Sunday was the second habitat restoration day at Sibley. I was unable to make the first one, in December, but the project is in an early enough stage that these photos should work decently well as “before” pictures. Especially if, as seems possible, the draw we are working in is eventually cleared sufficiently to allow for regeneration/replanting of native grasses and, as the ground is quite mucky and already has rushes growing in spots, perhaps even some seep-loving species.
This draw, which is also the headwaters of Round Top Creek, begins at this gate along Skyline Trail where it heads westward from the staging area (click on images for full-sized views):
The weather was perfect, with warm sun, blue skies and a light misty ground fog that made everything look soft and beautiful. Soil conditions were perfect, too, with the ground soft enough that even the big broom plants were pretty easy to lever out of the ground with the big weed wrench.
We spent the morning pulling broom in the area to the right of the trail in the above photo. This next photo sequence begins with views looking westward from the trailhead, with the remainder taken from maybe a hundred meters down, sweeping leftwards (westward and gently downhill) across today’s general work area:
As you can see, some of the broom is quite large, with heights of maybe ten feet and trunks with diameters of several inches. The majority are smaller, however, and nowhere is it quite as impenetrable as it can be at Wayside down in Redwood Cyn. The broom is interspersed with very large coyote brush which we left in place, so today’s before-and-after photos are not particularly dramatic though we got a lot pulled. There is also a fair bit of poison oak, native honeysuckle, and an abundance of big, healthy native California blackberry canes, Rubus ursinus. To our surprise (and delight!) there was no sign of either of the two invasive blackberries that are so often present in this region.

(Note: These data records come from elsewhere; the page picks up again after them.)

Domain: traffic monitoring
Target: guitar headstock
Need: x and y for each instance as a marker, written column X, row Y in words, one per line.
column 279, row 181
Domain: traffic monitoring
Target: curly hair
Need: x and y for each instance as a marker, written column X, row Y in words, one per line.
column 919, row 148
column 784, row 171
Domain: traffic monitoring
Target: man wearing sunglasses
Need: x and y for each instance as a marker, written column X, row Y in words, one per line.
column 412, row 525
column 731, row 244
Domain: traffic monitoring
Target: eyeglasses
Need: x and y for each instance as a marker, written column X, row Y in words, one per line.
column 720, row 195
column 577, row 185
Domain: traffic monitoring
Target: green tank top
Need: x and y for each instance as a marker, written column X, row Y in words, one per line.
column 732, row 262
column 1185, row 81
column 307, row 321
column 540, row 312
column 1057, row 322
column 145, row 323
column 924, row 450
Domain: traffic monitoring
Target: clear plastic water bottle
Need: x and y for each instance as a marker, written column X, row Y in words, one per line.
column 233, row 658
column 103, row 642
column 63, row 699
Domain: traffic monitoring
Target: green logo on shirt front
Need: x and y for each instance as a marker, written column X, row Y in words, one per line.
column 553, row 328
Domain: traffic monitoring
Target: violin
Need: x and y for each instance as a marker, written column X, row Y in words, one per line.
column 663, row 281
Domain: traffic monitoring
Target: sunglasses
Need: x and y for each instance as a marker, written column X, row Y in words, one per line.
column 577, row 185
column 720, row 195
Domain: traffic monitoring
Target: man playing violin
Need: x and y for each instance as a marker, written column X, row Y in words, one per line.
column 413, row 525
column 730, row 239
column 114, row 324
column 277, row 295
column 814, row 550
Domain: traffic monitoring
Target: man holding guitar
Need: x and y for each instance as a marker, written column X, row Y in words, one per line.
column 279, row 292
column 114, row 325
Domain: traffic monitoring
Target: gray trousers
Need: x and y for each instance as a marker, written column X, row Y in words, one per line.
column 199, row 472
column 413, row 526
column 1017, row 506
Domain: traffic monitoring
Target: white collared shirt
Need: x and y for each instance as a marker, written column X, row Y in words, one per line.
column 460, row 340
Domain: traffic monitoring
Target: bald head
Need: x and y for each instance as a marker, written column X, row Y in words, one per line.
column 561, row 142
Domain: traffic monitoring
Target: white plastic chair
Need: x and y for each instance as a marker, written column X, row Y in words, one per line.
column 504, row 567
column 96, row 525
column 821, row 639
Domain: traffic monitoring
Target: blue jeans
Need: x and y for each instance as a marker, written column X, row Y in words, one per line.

Nature chimed in a bit this week, too, felling this large nonnative pine (in the above photos) and taking out some eucalypts with it.
There are still plenty of eucalypts and pines around the periphery of the draw, but there is a large enough area clear of trees that native grasses might certainly make a go of it if the broom gets cleared and the coyote brush is opened up a bit.
We kept finding the aforementioned rushes (Juncus patens) among the broom as we were pulling, suggesting some degree of dampness year-round, and the large, deep divot made by the fallen tree’s root ball held some standing water. A conversation with one of the rangers suggested that this root ball and divot might be left in place, in which case it will be interesting to see if it becomes a mini seasonal wetland, as seems possible. Other forbs present in the area include strawberries, sanicle, yerba buena, and an emerging sprout of what appeared to be cow parsnip.
As for the bigger picture of what is going on here, this particular location in Sibley is right next to Skyline Boulevard so it must be in one (or more) of the multiple fire management zones that overlie the urban/wildland boundary. Replacement of eucalypts and pines with natives is often a good fire-mitigation approach in such zones, so it will be interesting to see how things progress here.
Technical Appendix: Additional Images and Info for Restoration Workers
In other words, you might find this part boring if you weren’t there. : – )
Here is a panoramic video of the entire draw, beginning with a view of the trailhead and panning left (anticlockwise) across today’s work site, across the westbound Skyline Trail, and then across the heavily hemlock-impacted area to the south of the trail, followed by scenes from the morning’s work:
I have a number of additional photos and videos of the site which will largely be of interest in future, as a benchmark for observing restoration progress over time.